Odisha Legislative Assembly
- In office 1971–1974
- Preceded by: Saroj Kanta Kanungo
- Succeeded by: Bed Prakash Agarwal
- Constituency: Kendrapara
- In office 1985–1990
- Preceded by: Indramani Rout
- Succeeded by: Bed Prakash Agarwal
- Constituency: Kendrapara
- In office 1995–2000
- Preceded by: Bed Prakash Agarwal
- Succeeded by: Bed Prakash Agarwal
- Constituency: Kendrapara

Personal details
- Born: 27 November 1929
- Died: 8 December 2019 (aged 90)
- Party: Indian National Congress

= Bhagabat Prasad Mohanty =

Indian politician and lawyer (1929–2019)

Bhagabat Prasad Mohanty (27 November 1929 – 8 December 2019) was an Indian politician and lawyer from Odisha belonging to Indian National Congress.
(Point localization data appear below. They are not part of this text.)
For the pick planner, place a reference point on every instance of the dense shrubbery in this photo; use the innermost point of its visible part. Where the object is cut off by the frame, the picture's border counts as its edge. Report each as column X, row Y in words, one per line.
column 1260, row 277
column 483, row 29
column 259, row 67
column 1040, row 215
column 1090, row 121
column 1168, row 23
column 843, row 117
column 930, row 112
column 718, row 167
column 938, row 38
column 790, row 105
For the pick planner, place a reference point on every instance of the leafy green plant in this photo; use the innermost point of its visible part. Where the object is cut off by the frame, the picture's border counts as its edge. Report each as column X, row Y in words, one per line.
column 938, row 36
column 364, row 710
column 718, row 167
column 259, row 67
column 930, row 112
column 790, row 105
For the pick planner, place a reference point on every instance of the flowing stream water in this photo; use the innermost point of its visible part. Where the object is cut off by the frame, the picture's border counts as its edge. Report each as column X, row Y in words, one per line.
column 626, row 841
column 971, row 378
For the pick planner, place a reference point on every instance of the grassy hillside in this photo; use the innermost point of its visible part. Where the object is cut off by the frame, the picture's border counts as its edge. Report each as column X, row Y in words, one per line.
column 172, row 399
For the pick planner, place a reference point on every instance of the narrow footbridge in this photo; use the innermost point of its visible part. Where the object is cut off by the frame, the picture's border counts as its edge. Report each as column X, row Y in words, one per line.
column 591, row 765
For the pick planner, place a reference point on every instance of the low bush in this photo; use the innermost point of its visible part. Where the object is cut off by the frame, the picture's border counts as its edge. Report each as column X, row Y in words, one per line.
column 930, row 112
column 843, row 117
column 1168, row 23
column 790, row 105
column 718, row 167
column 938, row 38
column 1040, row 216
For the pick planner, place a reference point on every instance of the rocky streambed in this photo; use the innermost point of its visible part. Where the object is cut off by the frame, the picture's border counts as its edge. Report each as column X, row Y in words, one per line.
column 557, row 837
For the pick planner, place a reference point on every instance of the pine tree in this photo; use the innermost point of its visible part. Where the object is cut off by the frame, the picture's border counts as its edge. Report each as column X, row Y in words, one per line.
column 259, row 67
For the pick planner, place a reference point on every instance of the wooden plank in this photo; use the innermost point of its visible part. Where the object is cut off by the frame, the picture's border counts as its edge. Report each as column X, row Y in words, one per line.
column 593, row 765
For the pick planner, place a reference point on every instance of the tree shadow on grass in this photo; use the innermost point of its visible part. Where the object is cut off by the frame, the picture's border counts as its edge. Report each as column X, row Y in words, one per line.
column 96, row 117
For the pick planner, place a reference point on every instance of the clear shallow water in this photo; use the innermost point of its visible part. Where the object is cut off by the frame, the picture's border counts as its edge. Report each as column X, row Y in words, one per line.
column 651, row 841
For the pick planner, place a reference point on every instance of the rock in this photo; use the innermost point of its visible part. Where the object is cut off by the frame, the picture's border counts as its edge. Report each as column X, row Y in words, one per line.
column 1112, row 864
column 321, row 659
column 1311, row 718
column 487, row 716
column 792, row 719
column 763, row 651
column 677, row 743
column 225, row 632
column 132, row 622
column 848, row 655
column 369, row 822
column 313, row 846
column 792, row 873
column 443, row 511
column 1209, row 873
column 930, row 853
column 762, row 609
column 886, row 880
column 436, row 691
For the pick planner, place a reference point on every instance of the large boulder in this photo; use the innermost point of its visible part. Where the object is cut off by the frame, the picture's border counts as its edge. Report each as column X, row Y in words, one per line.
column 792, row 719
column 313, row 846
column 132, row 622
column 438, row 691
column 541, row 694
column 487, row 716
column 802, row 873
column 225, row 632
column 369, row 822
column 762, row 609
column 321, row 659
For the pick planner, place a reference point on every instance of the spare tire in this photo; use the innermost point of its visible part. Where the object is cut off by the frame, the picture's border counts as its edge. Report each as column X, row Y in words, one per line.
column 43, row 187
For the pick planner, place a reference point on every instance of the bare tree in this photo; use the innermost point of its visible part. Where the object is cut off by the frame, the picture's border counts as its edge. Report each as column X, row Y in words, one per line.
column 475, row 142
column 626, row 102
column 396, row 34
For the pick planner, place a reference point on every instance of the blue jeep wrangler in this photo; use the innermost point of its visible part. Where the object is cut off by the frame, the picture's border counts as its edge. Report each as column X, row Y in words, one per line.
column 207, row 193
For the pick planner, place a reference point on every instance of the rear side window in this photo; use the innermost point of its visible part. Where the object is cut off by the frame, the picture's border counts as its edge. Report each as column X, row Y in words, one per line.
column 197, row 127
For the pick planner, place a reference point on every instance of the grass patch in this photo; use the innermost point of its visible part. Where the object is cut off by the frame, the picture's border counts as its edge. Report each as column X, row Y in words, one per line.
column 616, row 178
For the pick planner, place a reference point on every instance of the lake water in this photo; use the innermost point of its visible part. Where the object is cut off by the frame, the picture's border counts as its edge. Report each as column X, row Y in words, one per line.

He was elected as a legislator of the Odisha Legislative Assembly three times. He also served as Higher Education Minister of the Government of Odisha.

==Biography==
Mohanty was born on 27 November 1929. He was elected as a legislator of the Odisha Legislative Assembly from Kendrapara in 1971 as a Praja Socialist Party candidate. Later, he joined Indian National Congress. He was elected as a legislator of the Odisha Legislative Assembly as an Indian National Congress candidate in 1985 and 1995.

Mohanty died on 8 December 2019 at the age of 90.